On 1 Nov 2007, at 15:07, Richard Gaskin wrote:

Dave wrote:

Sounds a lot like the GM to me. It handles a lot of basic situations well.
Yes, but at the drop of a hat it goes Beswick!

That may not be merely a limitation of the GM, but possibly a bug. Did you report it? It'd be interesting to run the sample stack submitted with the report to find how it could be repaired.


There are three main ways to refer to objects with Rev: ordinal number, name, or ID.
...
Which of these three ways to refer to objects do you use?
None of them! I set a "listen" (Based on a MessageID and MessageKind) in the object that wants to get the message, then I just send to this MessageID and MessageKind. The object receives the message, and, since it's running in the object's script, can use "me".

I think I may be slow this morning, as I'm not following this method.

The resizeStack message is sent to the card, not the controls on the card. So how do these controls get notification to update themselve without something referring to them without using one of the three ways to refer to objects?

Well, in this case the resizeStack message in the Card Script would send a "xxxResizeStack" message and any object listening for this message would get called.

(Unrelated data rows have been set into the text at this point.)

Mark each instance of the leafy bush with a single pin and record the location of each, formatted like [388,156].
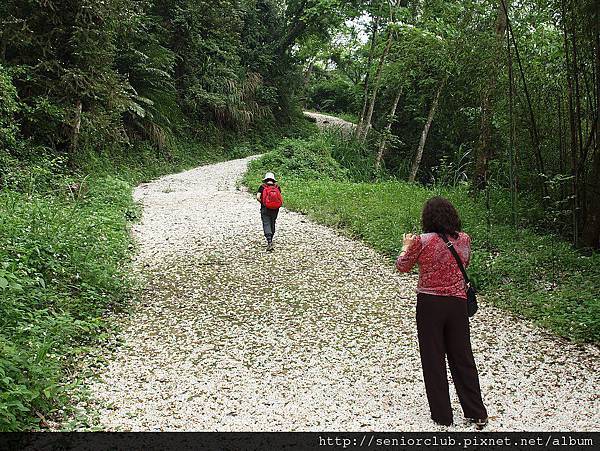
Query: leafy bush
[8,107]
[301,158]
[61,271]
[537,276]
[336,95]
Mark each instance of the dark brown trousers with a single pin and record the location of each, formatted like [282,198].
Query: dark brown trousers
[443,330]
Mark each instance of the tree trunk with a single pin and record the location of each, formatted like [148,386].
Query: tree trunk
[367,76]
[591,231]
[366,123]
[573,132]
[419,155]
[76,127]
[388,131]
[483,150]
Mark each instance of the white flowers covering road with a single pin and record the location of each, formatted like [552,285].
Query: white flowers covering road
[318,335]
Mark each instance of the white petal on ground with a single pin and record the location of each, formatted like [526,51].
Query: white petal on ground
[318,335]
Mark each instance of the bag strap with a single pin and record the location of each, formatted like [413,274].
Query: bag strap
[450,247]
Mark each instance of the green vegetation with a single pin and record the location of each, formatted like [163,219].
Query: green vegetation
[64,252]
[95,97]
[99,95]
[538,276]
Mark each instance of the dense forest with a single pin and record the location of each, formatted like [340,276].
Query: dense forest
[502,94]
[494,102]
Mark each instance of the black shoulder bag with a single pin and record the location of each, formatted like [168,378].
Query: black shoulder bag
[471,293]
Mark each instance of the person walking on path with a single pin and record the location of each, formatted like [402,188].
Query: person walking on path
[269,196]
[442,320]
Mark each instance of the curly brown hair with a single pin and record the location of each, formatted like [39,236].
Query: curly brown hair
[440,216]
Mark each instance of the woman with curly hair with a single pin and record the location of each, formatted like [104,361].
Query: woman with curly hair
[442,321]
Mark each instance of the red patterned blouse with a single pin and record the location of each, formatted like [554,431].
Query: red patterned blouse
[438,271]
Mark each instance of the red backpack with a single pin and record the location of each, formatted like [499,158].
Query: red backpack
[271,197]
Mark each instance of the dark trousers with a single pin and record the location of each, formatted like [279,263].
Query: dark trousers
[443,330]
[268,218]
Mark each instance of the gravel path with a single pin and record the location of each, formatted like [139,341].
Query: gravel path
[318,335]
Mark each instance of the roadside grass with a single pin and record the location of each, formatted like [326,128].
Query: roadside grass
[65,252]
[536,276]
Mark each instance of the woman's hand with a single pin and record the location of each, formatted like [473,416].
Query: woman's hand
[408,239]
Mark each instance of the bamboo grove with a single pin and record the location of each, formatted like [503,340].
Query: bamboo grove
[501,93]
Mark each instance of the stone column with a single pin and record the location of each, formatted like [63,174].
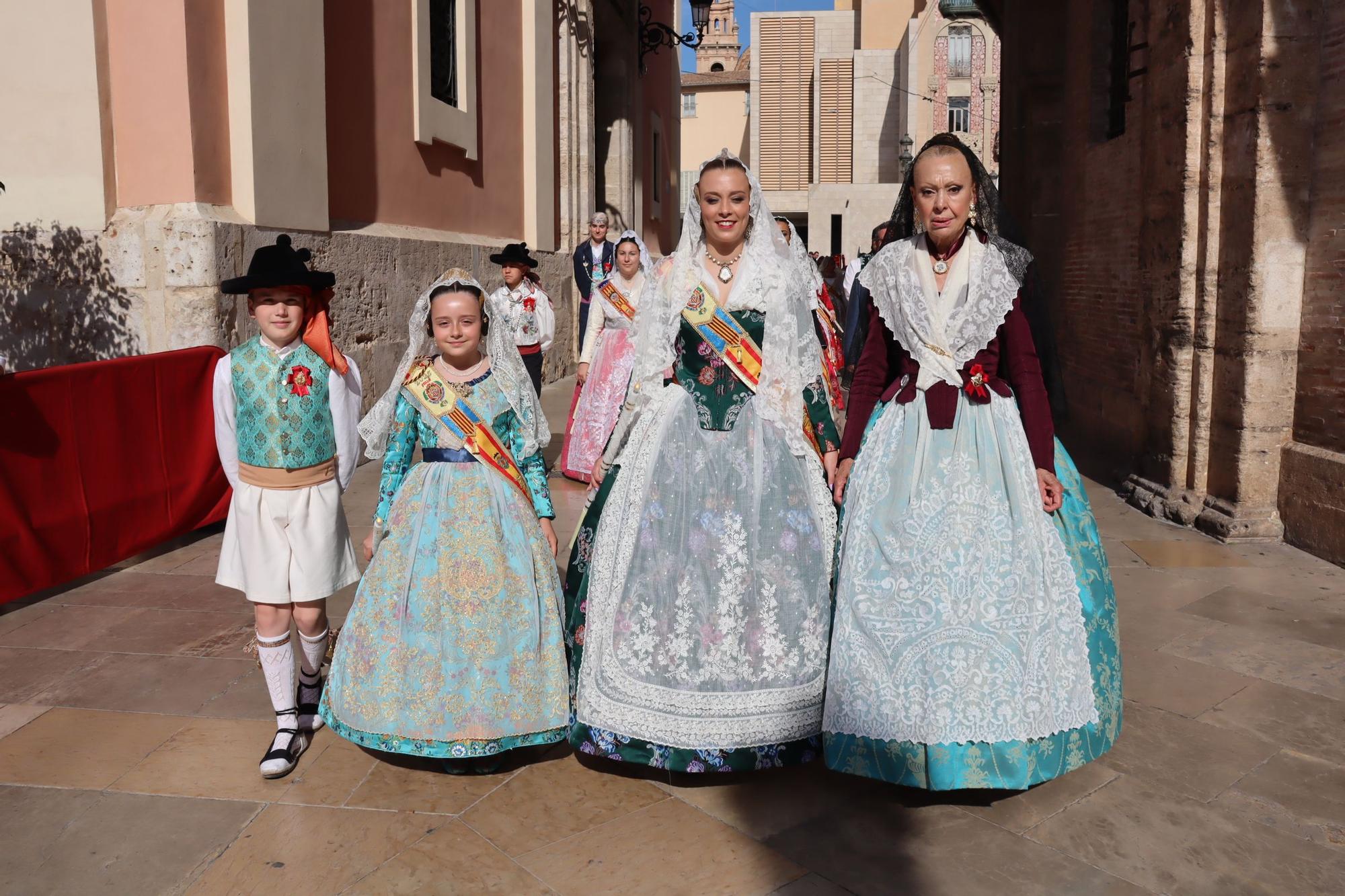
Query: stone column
[575,124]
[991,119]
[1223,257]
[1269,114]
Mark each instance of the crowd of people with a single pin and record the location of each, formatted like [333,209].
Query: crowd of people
[828,514]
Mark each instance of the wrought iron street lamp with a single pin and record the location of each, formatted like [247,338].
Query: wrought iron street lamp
[656,34]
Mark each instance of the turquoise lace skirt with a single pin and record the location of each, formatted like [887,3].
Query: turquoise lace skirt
[1023,763]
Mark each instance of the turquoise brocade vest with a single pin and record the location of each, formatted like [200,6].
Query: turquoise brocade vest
[279,427]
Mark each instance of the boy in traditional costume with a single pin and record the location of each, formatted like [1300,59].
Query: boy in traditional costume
[286,409]
[524,310]
[454,647]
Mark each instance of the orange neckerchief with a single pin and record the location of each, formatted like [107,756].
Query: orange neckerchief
[318,334]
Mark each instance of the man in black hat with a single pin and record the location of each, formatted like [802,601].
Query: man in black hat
[287,403]
[594,263]
[523,309]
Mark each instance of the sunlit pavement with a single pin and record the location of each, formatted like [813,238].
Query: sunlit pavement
[132,721]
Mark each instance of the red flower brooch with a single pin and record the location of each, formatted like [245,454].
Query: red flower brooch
[977,382]
[301,380]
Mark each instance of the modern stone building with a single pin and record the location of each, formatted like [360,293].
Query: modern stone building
[840,97]
[1180,171]
[150,146]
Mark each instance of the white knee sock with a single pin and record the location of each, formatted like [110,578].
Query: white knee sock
[278,665]
[313,651]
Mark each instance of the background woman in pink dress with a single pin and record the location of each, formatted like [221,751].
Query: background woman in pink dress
[606,360]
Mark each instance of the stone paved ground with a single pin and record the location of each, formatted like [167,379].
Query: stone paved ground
[131,724]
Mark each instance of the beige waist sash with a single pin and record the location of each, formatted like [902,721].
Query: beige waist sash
[289,479]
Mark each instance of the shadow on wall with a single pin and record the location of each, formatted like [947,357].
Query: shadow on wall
[59,300]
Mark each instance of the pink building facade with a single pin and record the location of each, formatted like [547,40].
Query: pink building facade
[395,138]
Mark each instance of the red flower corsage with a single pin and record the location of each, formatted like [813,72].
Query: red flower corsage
[301,380]
[977,382]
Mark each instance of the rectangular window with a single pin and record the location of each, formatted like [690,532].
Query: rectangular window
[658,171]
[960,115]
[785,104]
[445,68]
[688,185]
[836,120]
[960,52]
[443,52]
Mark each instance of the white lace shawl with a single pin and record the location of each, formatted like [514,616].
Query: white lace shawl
[808,267]
[773,284]
[894,282]
[506,365]
[646,263]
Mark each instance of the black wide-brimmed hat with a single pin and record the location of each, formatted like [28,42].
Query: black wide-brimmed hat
[279,266]
[516,253]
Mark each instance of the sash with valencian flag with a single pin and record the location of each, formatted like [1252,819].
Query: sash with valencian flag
[440,401]
[734,345]
[618,300]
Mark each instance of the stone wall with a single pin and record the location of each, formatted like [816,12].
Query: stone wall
[151,283]
[1192,257]
[1312,489]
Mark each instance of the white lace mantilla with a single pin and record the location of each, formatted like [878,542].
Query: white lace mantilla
[958,612]
[708,603]
[894,282]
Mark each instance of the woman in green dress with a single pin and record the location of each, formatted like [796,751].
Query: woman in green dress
[699,589]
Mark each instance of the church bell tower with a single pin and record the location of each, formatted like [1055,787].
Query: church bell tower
[720,48]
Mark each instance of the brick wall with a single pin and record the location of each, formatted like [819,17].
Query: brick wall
[1079,208]
[1320,407]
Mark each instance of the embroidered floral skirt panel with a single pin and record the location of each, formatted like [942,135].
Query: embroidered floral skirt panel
[699,598]
[454,646]
[594,416]
[976,641]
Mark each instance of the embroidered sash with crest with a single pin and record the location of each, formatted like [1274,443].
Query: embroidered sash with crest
[617,299]
[734,345]
[440,401]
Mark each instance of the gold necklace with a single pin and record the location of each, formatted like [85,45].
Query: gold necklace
[726,267]
[463,388]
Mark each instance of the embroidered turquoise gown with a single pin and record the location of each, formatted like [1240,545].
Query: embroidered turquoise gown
[1017,764]
[454,646]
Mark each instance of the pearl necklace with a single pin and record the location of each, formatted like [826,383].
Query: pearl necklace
[457,378]
[941,260]
[726,267]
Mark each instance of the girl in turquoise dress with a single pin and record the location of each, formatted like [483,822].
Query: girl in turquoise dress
[454,645]
[699,598]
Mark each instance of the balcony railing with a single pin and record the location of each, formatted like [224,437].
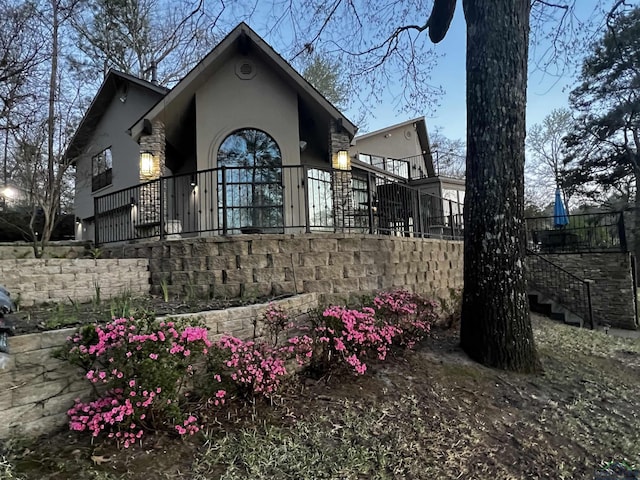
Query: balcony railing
[593,232]
[291,199]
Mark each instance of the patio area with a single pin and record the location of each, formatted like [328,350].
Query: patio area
[284,199]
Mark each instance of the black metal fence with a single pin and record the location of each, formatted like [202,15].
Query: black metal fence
[593,232]
[561,286]
[291,199]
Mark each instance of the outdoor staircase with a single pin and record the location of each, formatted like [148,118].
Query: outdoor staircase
[545,305]
[556,293]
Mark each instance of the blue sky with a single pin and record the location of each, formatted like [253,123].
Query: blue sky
[545,91]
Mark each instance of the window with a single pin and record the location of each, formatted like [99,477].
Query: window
[102,168]
[252,196]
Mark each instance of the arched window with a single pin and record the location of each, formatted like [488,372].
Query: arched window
[250,183]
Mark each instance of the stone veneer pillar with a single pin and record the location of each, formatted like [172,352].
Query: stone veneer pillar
[149,201]
[341,180]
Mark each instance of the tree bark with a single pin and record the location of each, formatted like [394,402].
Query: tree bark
[496,327]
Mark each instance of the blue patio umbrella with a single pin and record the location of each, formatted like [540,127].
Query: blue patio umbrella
[560,217]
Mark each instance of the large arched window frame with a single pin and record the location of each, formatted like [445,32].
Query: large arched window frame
[250,193]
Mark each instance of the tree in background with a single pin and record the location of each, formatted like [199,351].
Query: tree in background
[150,39]
[449,154]
[545,168]
[605,140]
[327,75]
[383,40]
[21,52]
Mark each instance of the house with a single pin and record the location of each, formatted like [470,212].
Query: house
[244,144]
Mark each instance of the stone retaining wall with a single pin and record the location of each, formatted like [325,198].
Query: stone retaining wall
[337,264]
[52,250]
[612,290]
[36,390]
[32,281]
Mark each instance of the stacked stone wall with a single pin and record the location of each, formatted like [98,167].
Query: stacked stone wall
[333,264]
[15,250]
[41,280]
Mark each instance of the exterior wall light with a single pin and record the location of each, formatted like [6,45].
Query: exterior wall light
[341,160]
[146,163]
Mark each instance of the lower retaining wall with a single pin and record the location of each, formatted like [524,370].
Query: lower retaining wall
[32,281]
[36,390]
[612,290]
[338,264]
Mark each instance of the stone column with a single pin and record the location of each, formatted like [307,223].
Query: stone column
[343,210]
[149,201]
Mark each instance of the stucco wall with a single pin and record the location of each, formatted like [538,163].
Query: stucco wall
[612,291]
[111,131]
[58,279]
[225,103]
[337,264]
[36,390]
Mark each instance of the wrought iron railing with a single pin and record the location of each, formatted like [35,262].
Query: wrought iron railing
[291,199]
[593,232]
[561,286]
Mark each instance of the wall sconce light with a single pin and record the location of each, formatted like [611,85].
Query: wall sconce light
[4,338]
[342,161]
[146,163]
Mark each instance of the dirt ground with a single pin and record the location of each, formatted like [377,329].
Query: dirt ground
[43,317]
[428,414]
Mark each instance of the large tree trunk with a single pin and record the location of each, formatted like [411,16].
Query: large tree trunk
[496,328]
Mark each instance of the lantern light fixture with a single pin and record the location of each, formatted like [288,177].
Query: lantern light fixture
[146,163]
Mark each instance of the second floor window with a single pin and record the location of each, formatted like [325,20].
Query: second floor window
[102,170]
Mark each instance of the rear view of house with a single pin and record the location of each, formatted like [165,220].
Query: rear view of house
[243,144]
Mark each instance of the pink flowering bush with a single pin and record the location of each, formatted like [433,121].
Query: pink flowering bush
[142,371]
[350,336]
[256,367]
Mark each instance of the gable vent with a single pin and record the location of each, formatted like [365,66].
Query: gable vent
[245,70]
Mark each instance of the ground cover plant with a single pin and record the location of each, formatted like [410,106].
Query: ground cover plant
[424,413]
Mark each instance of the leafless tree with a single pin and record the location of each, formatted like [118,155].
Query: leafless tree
[152,39]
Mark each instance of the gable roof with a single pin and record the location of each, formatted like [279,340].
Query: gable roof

The calling handler would then resize itself using "me". No reference explicit reference to an object, therefore any object can be cut and pasted anywhere are they will still work and the place where they were removed from won't break.

I developed a Library ages ago I call ISM. It allows objects to "listen" for messages on a certain key and another object to send message to this "key" and have all "listening" objects receive the message.

For me, it's the only way to develop modular objects that I can more around at will with no or little backwork.


That way I can copy objects around, dupe them, whatever and other parts of the stack(s) don't break!

If the resizeStack handlers are replicated in the objects themselves, how do you handle situations like my example, where some object positions are determined by others?


When the object gets initialized it sends a message saying what it where it is.

And in such a case, how would the object whose position is dependent on another know the other object's position without referring to it?

The handler in the current object would refer to "me" and would receive messages telling it where the other objects it has to worry about are located and how to position itself relative to them.

Doing it this way makes life a LOT easier!